Schwartz, cyber industry pros form coalition to aid policymakers
Ari Schwartz, former White House Special Assistant to the President for Cybersecurity, is coordinator of the new Coalition for Cybersecurity Policy.
As Washington struggles to come up with cybersecurity legislative and regulatory policies, a group of experts from the private and public sectors, including former White House Special Assistant to the President for Cybersecurity Ari Schwartz, Thursday launched the Coalition for Cybersecurity Policy and Law to collaborate with and help educate policymakers and develop “consensus-driven policy solutions.”
Schwartz, coordinator of the commission, said in a release that the group is “dedicated to building our nation's public and private cybersecurity infrastructure, and their insight and engagement must play a vital role in the decisions being made by our government on cybersecurity policy."
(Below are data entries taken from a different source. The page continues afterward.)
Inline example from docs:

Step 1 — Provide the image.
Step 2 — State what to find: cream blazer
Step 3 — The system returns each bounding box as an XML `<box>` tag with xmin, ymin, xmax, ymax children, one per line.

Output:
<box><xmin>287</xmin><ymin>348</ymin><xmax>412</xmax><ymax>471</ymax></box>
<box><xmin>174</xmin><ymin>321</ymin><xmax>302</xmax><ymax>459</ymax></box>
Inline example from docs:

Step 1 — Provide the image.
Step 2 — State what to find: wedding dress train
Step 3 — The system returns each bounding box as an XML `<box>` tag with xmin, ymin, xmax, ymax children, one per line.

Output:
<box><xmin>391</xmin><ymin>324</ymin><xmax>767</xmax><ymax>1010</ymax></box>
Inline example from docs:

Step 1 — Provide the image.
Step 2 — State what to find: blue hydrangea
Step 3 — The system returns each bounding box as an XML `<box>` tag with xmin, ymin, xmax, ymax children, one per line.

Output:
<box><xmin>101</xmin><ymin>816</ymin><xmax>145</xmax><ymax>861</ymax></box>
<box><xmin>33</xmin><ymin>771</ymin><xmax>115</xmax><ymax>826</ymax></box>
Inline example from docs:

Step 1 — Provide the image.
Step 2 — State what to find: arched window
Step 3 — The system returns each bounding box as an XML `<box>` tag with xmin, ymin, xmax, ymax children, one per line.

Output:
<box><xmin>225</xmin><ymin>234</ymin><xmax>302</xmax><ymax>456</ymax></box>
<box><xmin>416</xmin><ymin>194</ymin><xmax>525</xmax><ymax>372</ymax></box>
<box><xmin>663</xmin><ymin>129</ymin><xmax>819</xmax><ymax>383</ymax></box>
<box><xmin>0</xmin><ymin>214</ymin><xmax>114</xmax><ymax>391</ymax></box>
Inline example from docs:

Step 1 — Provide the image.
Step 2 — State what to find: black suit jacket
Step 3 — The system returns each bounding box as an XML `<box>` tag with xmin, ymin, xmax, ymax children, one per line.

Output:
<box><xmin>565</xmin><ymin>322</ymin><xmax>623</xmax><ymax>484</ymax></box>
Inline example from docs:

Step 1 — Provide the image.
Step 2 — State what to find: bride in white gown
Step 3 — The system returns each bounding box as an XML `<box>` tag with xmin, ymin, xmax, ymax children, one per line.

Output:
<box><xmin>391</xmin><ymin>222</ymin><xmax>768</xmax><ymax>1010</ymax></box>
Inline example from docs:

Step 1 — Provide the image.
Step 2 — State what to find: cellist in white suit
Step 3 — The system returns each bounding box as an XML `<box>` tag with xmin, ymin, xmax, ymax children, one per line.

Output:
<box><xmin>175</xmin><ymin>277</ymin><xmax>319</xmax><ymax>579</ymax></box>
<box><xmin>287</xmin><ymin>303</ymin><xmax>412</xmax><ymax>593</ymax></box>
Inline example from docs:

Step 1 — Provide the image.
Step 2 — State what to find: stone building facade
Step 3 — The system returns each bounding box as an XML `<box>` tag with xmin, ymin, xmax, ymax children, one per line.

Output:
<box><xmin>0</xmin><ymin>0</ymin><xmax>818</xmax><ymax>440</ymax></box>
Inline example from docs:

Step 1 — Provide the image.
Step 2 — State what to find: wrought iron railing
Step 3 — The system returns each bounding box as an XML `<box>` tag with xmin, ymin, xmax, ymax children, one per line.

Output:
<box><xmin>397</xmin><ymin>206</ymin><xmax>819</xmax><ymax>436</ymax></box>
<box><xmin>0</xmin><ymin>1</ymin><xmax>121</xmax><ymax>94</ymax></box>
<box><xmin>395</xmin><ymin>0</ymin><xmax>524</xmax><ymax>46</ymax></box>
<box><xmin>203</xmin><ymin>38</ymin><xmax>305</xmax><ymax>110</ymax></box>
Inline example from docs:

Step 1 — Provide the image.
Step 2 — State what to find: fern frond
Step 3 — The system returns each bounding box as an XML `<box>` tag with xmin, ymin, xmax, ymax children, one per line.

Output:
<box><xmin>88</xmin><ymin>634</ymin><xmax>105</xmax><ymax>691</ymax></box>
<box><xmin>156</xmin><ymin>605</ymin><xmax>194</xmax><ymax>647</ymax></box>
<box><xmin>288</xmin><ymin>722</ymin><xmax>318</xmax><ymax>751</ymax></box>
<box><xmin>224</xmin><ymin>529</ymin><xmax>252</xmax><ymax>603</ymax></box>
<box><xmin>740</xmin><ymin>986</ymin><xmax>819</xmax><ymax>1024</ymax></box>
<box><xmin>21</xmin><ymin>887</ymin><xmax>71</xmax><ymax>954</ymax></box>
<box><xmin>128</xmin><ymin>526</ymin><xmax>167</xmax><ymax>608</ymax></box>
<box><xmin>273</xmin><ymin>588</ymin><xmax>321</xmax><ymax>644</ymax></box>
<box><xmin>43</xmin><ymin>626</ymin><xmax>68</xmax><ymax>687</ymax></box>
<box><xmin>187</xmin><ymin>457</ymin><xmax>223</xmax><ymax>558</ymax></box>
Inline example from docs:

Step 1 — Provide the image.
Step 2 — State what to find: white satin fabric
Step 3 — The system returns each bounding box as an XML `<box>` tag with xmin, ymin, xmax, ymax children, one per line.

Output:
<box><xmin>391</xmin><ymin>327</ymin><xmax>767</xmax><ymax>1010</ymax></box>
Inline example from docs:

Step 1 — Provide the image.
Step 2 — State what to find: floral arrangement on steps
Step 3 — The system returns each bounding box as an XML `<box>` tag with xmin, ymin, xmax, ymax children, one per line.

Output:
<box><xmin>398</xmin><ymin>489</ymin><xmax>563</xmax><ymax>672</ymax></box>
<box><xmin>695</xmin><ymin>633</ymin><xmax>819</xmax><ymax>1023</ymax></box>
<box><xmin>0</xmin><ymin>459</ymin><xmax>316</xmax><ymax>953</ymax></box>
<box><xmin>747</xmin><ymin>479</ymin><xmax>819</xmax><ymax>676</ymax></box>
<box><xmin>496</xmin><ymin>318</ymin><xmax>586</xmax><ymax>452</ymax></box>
The former White House cyber guru explained that the “range of digital threats we face has never been greater, including criminal syndicates and state-sponsored attacks, and this Coalition will serve as the voice of the industry as we work with policymakers to develop the most effective responses to those threats."
Lawmakers have been long-criticized for their inability or unwillingness to create strong cyber policies and legislation. The coalition, whose founding members include Arbor Networks, Cisco, Intel, Microsoft, Oracle, Rapid7, and Symantec, aims to bring the voice and expertise of the cybersecurity industry to policymakers, including Congress, federal agencies and international standards bodies.
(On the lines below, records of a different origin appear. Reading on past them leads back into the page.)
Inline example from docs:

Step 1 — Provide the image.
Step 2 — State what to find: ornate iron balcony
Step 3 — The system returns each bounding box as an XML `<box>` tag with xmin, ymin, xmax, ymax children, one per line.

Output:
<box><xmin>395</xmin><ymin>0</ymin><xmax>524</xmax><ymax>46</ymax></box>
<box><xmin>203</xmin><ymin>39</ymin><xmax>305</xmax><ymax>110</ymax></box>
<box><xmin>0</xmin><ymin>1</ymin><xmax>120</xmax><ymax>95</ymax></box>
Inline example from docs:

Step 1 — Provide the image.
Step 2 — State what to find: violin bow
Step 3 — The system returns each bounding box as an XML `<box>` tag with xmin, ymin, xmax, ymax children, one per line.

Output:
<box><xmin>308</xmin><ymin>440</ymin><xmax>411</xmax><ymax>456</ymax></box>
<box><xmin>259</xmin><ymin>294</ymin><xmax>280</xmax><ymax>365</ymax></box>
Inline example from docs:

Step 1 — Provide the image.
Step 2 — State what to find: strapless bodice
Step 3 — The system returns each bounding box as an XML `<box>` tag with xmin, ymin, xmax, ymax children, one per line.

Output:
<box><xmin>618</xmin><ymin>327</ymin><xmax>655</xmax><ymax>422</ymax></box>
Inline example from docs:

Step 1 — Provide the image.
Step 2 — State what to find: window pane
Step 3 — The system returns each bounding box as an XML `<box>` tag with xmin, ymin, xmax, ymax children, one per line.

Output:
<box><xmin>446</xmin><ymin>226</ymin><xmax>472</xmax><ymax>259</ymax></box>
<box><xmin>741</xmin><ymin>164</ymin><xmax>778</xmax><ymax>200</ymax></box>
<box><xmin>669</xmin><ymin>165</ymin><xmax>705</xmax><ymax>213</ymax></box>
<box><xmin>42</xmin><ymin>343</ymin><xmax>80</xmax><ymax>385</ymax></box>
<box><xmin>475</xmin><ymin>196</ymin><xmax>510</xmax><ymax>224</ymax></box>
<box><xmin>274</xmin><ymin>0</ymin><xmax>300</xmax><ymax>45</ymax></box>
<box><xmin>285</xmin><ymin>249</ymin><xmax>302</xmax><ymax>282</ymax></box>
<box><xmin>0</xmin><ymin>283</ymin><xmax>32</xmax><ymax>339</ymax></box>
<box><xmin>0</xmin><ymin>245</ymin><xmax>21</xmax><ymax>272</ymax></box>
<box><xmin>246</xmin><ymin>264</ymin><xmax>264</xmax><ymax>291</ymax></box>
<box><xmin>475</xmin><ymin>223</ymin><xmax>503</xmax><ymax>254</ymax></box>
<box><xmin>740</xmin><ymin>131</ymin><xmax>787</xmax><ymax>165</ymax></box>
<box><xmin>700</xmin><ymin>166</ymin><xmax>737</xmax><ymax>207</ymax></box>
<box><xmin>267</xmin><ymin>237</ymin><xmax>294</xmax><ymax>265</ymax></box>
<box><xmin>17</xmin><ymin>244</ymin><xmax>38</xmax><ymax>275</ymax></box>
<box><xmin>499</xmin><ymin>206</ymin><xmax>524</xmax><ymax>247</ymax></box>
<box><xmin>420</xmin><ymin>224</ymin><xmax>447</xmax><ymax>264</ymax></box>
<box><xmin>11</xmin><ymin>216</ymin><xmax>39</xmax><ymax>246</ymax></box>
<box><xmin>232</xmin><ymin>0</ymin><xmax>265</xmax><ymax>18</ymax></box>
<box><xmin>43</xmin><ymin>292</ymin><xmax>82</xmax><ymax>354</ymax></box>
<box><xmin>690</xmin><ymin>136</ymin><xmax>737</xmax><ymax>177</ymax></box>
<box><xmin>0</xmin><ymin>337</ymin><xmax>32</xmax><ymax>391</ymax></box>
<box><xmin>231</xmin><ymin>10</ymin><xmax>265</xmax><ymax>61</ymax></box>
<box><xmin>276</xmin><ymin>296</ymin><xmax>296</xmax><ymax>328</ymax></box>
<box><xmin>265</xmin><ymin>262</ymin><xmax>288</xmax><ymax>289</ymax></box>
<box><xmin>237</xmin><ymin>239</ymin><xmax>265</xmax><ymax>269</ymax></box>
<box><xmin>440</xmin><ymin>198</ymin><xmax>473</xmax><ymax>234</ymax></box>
In its first action, the organization commented on the National Institute of Standards and Technology (NIST) Framework for Improving Critical Infrastructure Cybersecurity. While praising the framework as flexible and adaptive and acknowledging its success in gaining acceptance by those in critical infrastructure industries, the coalition asked the standards organization to “consider specific issues related to the potential spin-off of governing responsibility to a third-party non-profit” and to continue developing “more complete standards for authentication of individuals and automated devices.”
The new group also suggested “a starting point for consideration of supply chain vulnerabilities in the Framework” as well as “outlined concerns over the difficulty in distinguishing between different Implementation Tiers in the Framework."